Did arcade owners really reverse the control panels in order to increase difficulty (and therefore profits)?

by henrebotha

There's a story that's told about why modern game controllers have the directional inputs on the left side. Supposedly, arcade games that used both directional inputs and buttons originally placed the directional inputs on the right-hand side, because most people are right-handed, and directional inputs typically require more finesse. But at some point, some arcade owners allegedly started switching this around (which is a very easy thing to do, requiring minimal DIY skills) in order to deliberately force the right-handed majority to play with their non-dominant hand on the directional inputs, so that they would have more difficulty and therefore have to spend more money to progress in a given game. This would probably have been around the 1980s or early 1990s. Eventually the industry standardised around this, and therefore we now have the standard control layout that places the directional controls on the left.

But is there any evidence of this claim about arcade owners modifying their games in this particular way? This story is very persistent, but I have yet to find anyone actually citing a source.

partybusiness

If you don't get an answer here, you can try arcade collectors to at least answer the question, "Does there exist a lot of arcade machines that have been modified in this way?"

Collectors will be very interested in when something still has factory-original parts, so if this sort of modification was widespread, I would count on collectors being aware of it. I've seen collectors note that a cabinet doesn't have the original T-molding or the buttons are the wrong colour, so something like the joystick being in a different position wouldn't avoid notice.

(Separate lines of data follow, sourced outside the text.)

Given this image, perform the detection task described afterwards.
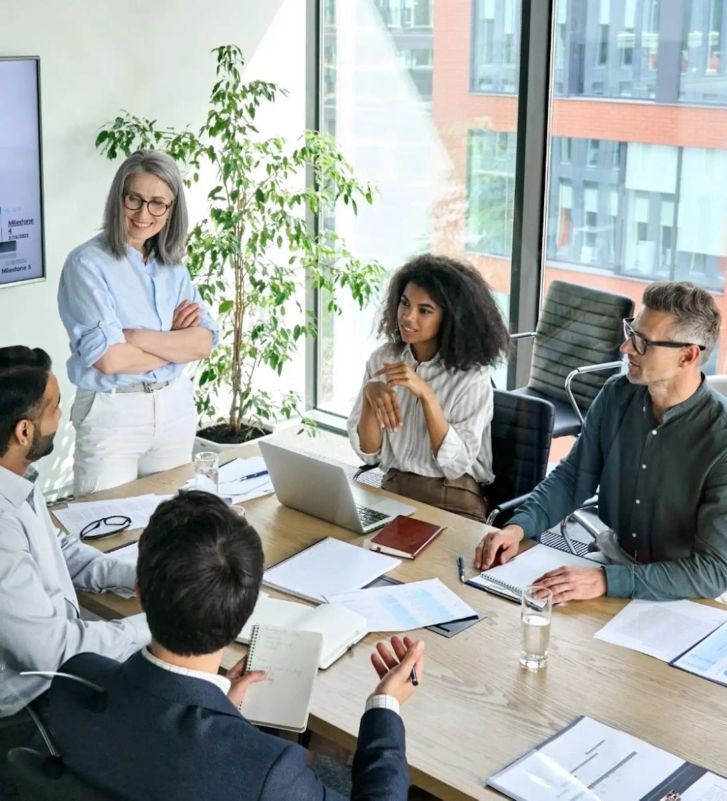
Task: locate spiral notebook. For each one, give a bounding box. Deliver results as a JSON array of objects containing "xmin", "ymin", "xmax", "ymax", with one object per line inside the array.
[
  {"xmin": 467, "ymin": 543, "xmax": 598, "ymax": 602},
  {"xmin": 237, "ymin": 593, "xmax": 367, "ymax": 669},
  {"xmin": 238, "ymin": 624, "xmax": 323, "ymax": 732}
]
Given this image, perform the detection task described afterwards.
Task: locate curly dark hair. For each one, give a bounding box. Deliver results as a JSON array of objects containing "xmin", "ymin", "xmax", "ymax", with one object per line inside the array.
[{"xmin": 378, "ymin": 254, "xmax": 510, "ymax": 370}]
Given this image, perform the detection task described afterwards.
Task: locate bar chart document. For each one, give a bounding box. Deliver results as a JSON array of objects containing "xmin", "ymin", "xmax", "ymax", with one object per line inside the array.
[{"xmin": 488, "ymin": 716, "xmax": 726, "ymax": 801}]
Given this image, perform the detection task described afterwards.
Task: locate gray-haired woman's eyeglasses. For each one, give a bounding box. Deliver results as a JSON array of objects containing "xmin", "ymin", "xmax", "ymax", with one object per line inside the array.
[{"xmin": 123, "ymin": 193, "xmax": 173, "ymax": 217}]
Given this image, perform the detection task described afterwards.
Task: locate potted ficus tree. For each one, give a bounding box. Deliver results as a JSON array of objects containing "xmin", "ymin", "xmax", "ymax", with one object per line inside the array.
[{"xmin": 95, "ymin": 44, "xmax": 383, "ymax": 445}]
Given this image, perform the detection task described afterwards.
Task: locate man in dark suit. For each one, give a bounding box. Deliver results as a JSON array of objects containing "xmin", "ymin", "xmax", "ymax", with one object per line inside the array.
[{"xmin": 43, "ymin": 490, "xmax": 424, "ymax": 800}]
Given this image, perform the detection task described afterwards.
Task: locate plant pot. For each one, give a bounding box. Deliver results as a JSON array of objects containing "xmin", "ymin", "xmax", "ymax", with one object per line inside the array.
[{"xmin": 194, "ymin": 422, "xmax": 273, "ymax": 456}]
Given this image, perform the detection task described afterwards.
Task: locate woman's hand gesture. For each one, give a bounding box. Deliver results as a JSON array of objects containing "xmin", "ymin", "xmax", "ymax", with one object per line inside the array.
[{"xmin": 375, "ymin": 361, "xmax": 431, "ymax": 401}]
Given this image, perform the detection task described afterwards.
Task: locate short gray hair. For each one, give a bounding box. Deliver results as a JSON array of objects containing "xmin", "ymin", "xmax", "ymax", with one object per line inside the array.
[
  {"xmin": 103, "ymin": 150, "xmax": 188, "ymax": 265},
  {"xmin": 643, "ymin": 281, "xmax": 721, "ymax": 361}
]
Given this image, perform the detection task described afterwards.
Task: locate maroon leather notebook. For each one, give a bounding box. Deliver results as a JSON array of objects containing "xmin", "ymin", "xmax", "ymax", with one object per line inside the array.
[{"xmin": 369, "ymin": 516, "xmax": 445, "ymax": 559}]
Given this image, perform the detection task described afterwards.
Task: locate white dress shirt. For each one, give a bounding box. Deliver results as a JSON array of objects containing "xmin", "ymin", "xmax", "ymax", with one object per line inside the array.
[
  {"xmin": 0, "ymin": 464, "xmax": 150, "ymax": 716},
  {"xmin": 141, "ymin": 647, "xmax": 231, "ymax": 695},
  {"xmin": 347, "ymin": 344, "xmax": 494, "ymax": 484}
]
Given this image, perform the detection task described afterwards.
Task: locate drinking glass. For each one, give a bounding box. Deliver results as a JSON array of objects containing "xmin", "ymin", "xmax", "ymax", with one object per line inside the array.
[
  {"xmin": 193, "ymin": 451, "xmax": 219, "ymax": 494},
  {"xmin": 520, "ymin": 585, "xmax": 553, "ymax": 670}
]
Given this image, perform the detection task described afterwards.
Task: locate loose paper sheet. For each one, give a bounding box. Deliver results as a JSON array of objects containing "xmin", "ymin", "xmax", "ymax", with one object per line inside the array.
[
  {"xmin": 594, "ymin": 599, "xmax": 727, "ymax": 662},
  {"xmin": 52, "ymin": 494, "xmax": 171, "ymax": 538},
  {"xmin": 325, "ymin": 578, "xmax": 477, "ymax": 632}
]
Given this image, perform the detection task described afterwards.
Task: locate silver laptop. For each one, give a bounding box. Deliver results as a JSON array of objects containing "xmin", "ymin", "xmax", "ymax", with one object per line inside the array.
[{"xmin": 258, "ymin": 440, "xmax": 415, "ymax": 534}]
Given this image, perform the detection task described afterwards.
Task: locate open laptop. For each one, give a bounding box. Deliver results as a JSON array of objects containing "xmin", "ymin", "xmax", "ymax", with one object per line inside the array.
[{"xmin": 258, "ymin": 440, "xmax": 415, "ymax": 534}]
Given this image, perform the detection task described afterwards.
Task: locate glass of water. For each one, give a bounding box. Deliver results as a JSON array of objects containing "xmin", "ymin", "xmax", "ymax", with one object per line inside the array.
[
  {"xmin": 520, "ymin": 585, "xmax": 553, "ymax": 670},
  {"xmin": 193, "ymin": 451, "xmax": 219, "ymax": 495}
]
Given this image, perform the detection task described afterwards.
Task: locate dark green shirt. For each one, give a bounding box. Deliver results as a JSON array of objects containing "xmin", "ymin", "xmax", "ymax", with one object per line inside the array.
[{"xmin": 509, "ymin": 374, "xmax": 727, "ymax": 600}]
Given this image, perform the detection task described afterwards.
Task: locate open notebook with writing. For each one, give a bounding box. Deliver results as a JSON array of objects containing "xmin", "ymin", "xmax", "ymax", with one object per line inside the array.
[
  {"xmin": 467, "ymin": 543, "xmax": 599, "ymax": 602},
  {"xmin": 237, "ymin": 593, "xmax": 367, "ymax": 669},
  {"xmin": 238, "ymin": 625, "xmax": 323, "ymax": 733}
]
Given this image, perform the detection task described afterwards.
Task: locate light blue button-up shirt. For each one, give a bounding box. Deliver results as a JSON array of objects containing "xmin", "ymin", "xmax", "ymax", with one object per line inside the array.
[
  {"xmin": 0, "ymin": 464, "xmax": 149, "ymax": 715},
  {"xmin": 58, "ymin": 235, "xmax": 218, "ymax": 392}
]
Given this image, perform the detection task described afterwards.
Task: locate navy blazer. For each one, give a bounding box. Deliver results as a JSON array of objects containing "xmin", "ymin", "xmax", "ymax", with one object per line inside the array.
[{"xmin": 43, "ymin": 651, "xmax": 409, "ymax": 801}]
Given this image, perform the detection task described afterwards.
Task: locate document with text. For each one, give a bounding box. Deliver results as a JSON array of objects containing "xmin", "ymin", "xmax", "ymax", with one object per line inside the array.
[
  {"xmin": 594, "ymin": 599, "xmax": 727, "ymax": 662},
  {"xmin": 325, "ymin": 578, "xmax": 478, "ymax": 632},
  {"xmin": 488, "ymin": 716, "xmax": 726, "ymax": 801},
  {"xmin": 52, "ymin": 494, "xmax": 171, "ymax": 538},
  {"xmin": 672, "ymin": 621, "xmax": 727, "ymax": 686}
]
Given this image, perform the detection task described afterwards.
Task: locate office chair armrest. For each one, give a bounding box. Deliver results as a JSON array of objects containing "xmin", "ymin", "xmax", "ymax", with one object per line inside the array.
[
  {"xmin": 510, "ymin": 331, "xmax": 537, "ymax": 342},
  {"xmin": 485, "ymin": 492, "xmax": 533, "ymax": 526},
  {"xmin": 353, "ymin": 463, "xmax": 380, "ymax": 480},
  {"xmin": 564, "ymin": 360, "xmax": 623, "ymax": 425}
]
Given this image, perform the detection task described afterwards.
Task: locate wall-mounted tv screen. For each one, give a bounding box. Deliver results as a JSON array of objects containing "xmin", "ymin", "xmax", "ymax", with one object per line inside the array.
[{"xmin": 0, "ymin": 56, "xmax": 45, "ymax": 288}]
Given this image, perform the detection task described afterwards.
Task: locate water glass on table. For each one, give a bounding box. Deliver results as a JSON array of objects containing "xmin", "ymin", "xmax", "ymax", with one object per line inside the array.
[
  {"xmin": 520, "ymin": 585, "xmax": 553, "ymax": 670},
  {"xmin": 193, "ymin": 451, "xmax": 219, "ymax": 495}
]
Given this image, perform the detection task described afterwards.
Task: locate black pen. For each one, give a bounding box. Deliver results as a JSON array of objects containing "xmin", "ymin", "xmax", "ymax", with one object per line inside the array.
[
  {"xmin": 457, "ymin": 555, "xmax": 465, "ymax": 583},
  {"xmin": 409, "ymin": 665, "xmax": 418, "ymax": 686}
]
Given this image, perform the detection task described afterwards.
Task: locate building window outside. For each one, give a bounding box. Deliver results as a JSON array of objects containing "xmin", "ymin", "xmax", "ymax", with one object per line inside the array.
[
  {"xmin": 470, "ymin": 0, "xmax": 521, "ymax": 93},
  {"xmin": 586, "ymin": 139, "xmax": 601, "ymax": 167},
  {"xmin": 466, "ymin": 130, "xmax": 516, "ymax": 257},
  {"xmin": 546, "ymin": 137, "xmax": 724, "ymax": 293}
]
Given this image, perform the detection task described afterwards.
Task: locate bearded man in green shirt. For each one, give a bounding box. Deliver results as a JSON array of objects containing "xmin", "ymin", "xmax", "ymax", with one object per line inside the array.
[{"xmin": 475, "ymin": 281, "xmax": 727, "ymax": 602}]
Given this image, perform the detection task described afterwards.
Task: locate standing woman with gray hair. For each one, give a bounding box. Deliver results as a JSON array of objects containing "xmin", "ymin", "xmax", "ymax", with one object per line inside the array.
[{"xmin": 58, "ymin": 150, "xmax": 218, "ymax": 496}]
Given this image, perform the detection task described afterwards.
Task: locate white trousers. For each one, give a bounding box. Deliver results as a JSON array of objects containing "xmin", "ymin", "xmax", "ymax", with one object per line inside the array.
[{"xmin": 71, "ymin": 376, "xmax": 197, "ymax": 497}]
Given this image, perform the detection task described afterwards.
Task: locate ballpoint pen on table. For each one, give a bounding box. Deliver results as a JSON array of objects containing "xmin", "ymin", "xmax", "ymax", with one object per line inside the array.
[
  {"xmin": 457, "ymin": 555, "xmax": 465, "ymax": 583},
  {"xmin": 219, "ymin": 470, "xmax": 269, "ymax": 487}
]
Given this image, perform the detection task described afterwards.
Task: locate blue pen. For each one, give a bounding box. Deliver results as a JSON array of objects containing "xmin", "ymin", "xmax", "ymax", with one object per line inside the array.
[{"xmin": 220, "ymin": 470, "xmax": 268, "ymax": 486}]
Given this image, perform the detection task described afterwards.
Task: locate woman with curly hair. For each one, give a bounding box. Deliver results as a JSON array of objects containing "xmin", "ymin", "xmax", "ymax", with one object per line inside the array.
[{"xmin": 347, "ymin": 254, "xmax": 510, "ymax": 521}]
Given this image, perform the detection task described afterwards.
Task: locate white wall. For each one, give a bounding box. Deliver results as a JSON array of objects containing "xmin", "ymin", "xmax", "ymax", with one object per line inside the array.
[{"xmin": 0, "ymin": 0, "xmax": 306, "ymax": 495}]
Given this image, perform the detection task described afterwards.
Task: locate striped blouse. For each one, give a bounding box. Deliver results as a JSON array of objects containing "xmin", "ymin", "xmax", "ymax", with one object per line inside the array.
[{"xmin": 347, "ymin": 344, "xmax": 494, "ymax": 484}]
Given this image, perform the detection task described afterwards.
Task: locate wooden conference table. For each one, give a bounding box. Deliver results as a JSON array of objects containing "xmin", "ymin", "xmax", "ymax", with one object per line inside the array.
[{"xmin": 70, "ymin": 442, "xmax": 726, "ymax": 801}]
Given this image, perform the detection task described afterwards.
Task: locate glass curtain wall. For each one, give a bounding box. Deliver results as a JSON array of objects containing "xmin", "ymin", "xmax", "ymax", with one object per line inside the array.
[
  {"xmin": 545, "ymin": 0, "xmax": 727, "ymax": 374},
  {"xmin": 316, "ymin": 0, "xmax": 521, "ymax": 417},
  {"xmin": 315, "ymin": 0, "xmax": 727, "ymax": 419}
]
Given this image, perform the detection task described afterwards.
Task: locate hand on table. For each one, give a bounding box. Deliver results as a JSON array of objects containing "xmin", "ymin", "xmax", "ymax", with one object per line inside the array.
[
  {"xmin": 532, "ymin": 566, "xmax": 606, "ymax": 603},
  {"xmin": 226, "ymin": 655, "xmax": 267, "ymax": 708},
  {"xmin": 474, "ymin": 525, "xmax": 524, "ymax": 570},
  {"xmin": 172, "ymin": 300, "xmax": 202, "ymax": 330},
  {"xmin": 364, "ymin": 380, "xmax": 403, "ymax": 433},
  {"xmin": 370, "ymin": 636, "xmax": 424, "ymax": 705}
]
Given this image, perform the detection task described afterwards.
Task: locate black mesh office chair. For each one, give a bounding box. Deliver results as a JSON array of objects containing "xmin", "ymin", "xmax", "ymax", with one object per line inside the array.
[
  {"xmin": 511, "ymin": 280, "xmax": 634, "ymax": 437},
  {"xmin": 7, "ymin": 748, "xmax": 117, "ymax": 801},
  {"xmin": 484, "ymin": 389, "xmax": 555, "ymax": 527}
]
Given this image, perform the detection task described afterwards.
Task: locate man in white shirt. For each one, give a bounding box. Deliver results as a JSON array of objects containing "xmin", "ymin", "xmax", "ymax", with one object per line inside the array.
[
  {"xmin": 44, "ymin": 490, "xmax": 423, "ymax": 801},
  {"xmin": 0, "ymin": 346, "xmax": 150, "ymax": 798}
]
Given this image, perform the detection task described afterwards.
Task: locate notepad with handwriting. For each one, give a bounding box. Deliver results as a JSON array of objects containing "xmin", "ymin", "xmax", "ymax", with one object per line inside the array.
[
  {"xmin": 467, "ymin": 543, "xmax": 598, "ymax": 602},
  {"xmin": 238, "ymin": 625, "xmax": 323, "ymax": 732},
  {"xmin": 236, "ymin": 593, "xmax": 367, "ymax": 669}
]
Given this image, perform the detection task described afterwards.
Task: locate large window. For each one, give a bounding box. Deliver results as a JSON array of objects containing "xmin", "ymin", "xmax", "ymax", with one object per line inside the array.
[
  {"xmin": 315, "ymin": 0, "xmax": 727, "ymax": 420},
  {"xmin": 544, "ymin": 0, "xmax": 727, "ymax": 374},
  {"xmin": 316, "ymin": 0, "xmax": 520, "ymax": 418}
]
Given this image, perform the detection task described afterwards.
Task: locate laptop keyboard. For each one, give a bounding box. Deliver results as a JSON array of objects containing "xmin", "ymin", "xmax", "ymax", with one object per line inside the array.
[{"xmin": 355, "ymin": 505, "xmax": 389, "ymax": 527}]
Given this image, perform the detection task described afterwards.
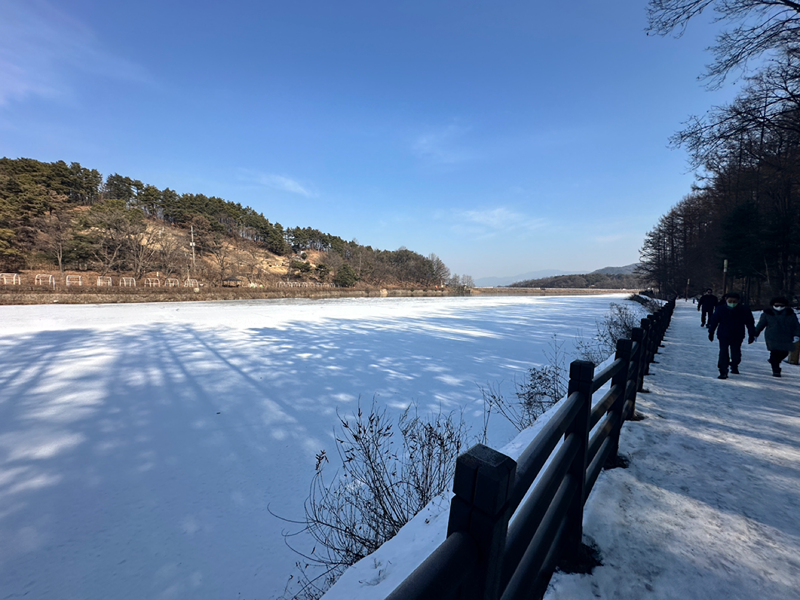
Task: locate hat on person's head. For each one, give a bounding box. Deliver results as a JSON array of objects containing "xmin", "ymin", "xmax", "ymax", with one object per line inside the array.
[
  {"xmin": 726, "ymin": 292, "xmax": 741, "ymax": 301},
  {"xmin": 770, "ymin": 296, "xmax": 789, "ymax": 306}
]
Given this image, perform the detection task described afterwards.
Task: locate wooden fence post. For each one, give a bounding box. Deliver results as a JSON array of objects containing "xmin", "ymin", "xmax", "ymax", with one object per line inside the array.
[
  {"xmin": 635, "ymin": 323, "xmax": 649, "ymax": 393},
  {"xmin": 640, "ymin": 318, "xmax": 653, "ymax": 375},
  {"xmin": 656, "ymin": 309, "xmax": 667, "ymax": 347},
  {"xmin": 650, "ymin": 313, "xmax": 660, "ymax": 350},
  {"xmin": 647, "ymin": 315, "xmax": 659, "ymax": 362},
  {"xmin": 657, "ymin": 301, "xmax": 674, "ymax": 344},
  {"xmin": 563, "ymin": 360, "xmax": 594, "ymax": 555},
  {"xmin": 447, "ymin": 444, "xmax": 516, "ymax": 600},
  {"xmin": 607, "ymin": 338, "xmax": 632, "ymax": 464},
  {"xmin": 629, "ymin": 327, "xmax": 644, "ymax": 410}
]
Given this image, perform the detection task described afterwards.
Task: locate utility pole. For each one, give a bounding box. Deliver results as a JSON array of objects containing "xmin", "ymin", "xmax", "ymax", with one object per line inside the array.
[
  {"xmin": 722, "ymin": 259, "xmax": 728, "ymax": 296},
  {"xmin": 685, "ymin": 278, "xmax": 690, "ymax": 301},
  {"xmin": 190, "ymin": 225, "xmax": 196, "ymax": 273}
]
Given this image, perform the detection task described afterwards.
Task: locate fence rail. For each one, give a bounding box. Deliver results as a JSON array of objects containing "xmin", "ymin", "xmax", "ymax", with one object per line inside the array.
[
  {"xmin": 0, "ymin": 274, "xmax": 336, "ymax": 289},
  {"xmin": 387, "ymin": 298, "xmax": 675, "ymax": 600}
]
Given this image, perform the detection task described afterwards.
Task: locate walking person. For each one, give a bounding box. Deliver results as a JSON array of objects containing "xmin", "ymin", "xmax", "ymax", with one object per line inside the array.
[
  {"xmin": 753, "ymin": 297, "xmax": 800, "ymax": 377},
  {"xmin": 698, "ymin": 288, "xmax": 718, "ymax": 327},
  {"xmin": 708, "ymin": 292, "xmax": 756, "ymax": 379}
]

A lot of the controls also came with artwork, indicating what each button did. Look at the Joust controls here, where the button has the "flap" and wings around it:

https://www.arcade-museum.com/images/118/1181242123211.jpg

Or this Space Invaders control panel (note the arrows next to the movement controls):

https://www.arcade-museum.com/images/106/1067262713.jpg

Or this Defender control panel (again, up and down arrows next to the movement controls):

https://www.arcade-museum.com/images/118/118124210297.jpg

It would interest collectors if they had the original artwork, so I think that's another reason they would take note of this modification.

Now, what exactly motivated the industry to standardize around one layout versus another is harder to answer. But whether or not there was a widespread trend of these machines being modified in this way should easily be answered by people looking at the machines themselves.